The federal government has contemplated a national livestock ID since 2002, but initial drafts of the program did not call for horses to be included. It was thought horses could be phased in later when a proper procedure was developed.
However, legislators have added horses to the program and are now hoping it is fast tracked towards enactment because of concerns over the first cases of bovine spongiform encephalopathy (mad cow disease) recently found in Washington.
A task force of nearly 30 national equine organizations formed by the American Horse Council has been working on developing equine identification standards that would be beneficial to the industry and still be in compliance with the plan.
Amy Mann, director of regulatory affairs for the AHC, said the latest push by legislators is forcing the horse industry to act quicker than originally expected. A meeting of the task force is slated for mid-March in order to come up with a plan to take to legislators.
"We don't have the luxury of having as much time as we probably thought we'd have," Mann said. "We need to be prepared as an industry to address it and to come up with a plan that is minimally intrusive."
The U.S. animal identification plan is intended to establish a standardized, alpha-numeric system for animal identification. Its purpose is to permit "trace back" within 48 hours of a confirmed diagnosis of an animal disease such as mad cow or foot-and-mouth.
A House bill introduced Feb. 10 would give the U.S. Department of Agriculture $175 million for quick implementation. It would require the USDA to begin a national ID system 90 days after its passage. The Senate version would give $50 million to the USDA for the programs implementation.
Mann said it is important for the equine industry to stress to legislators what is being proposed for animals such as cows and swine -- a radio transmitter ear tag -- is not a viable alternative for horses.
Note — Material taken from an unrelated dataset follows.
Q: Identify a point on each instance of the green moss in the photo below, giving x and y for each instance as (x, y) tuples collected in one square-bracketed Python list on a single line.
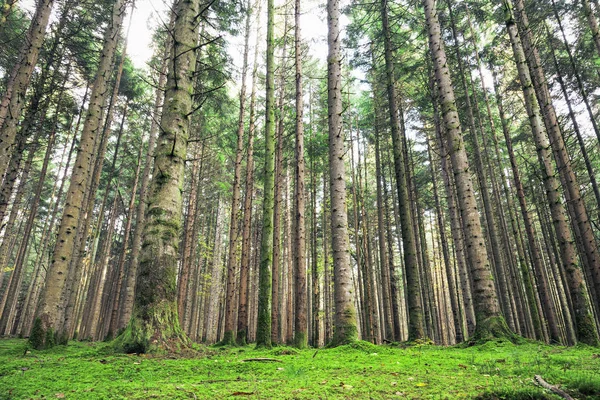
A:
[(361, 370), (300, 340), (242, 337), (228, 339), (38, 335), (492, 328)]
"What may work in one livestock group will not work in others," Mann said. "That is why we must come up with a plan that will have a minimum effect on how we do business."
Organizations with representatives on the AHC's task force include the AAEP, California Thoroughbred Breeders Association, Kentucky Thoroughbred Association, National Thoroughbred Racing Association, The Jockey Club, Thoroughbred Racing Protective Bureau, and the Thoroughbred Owners and Breeders Association.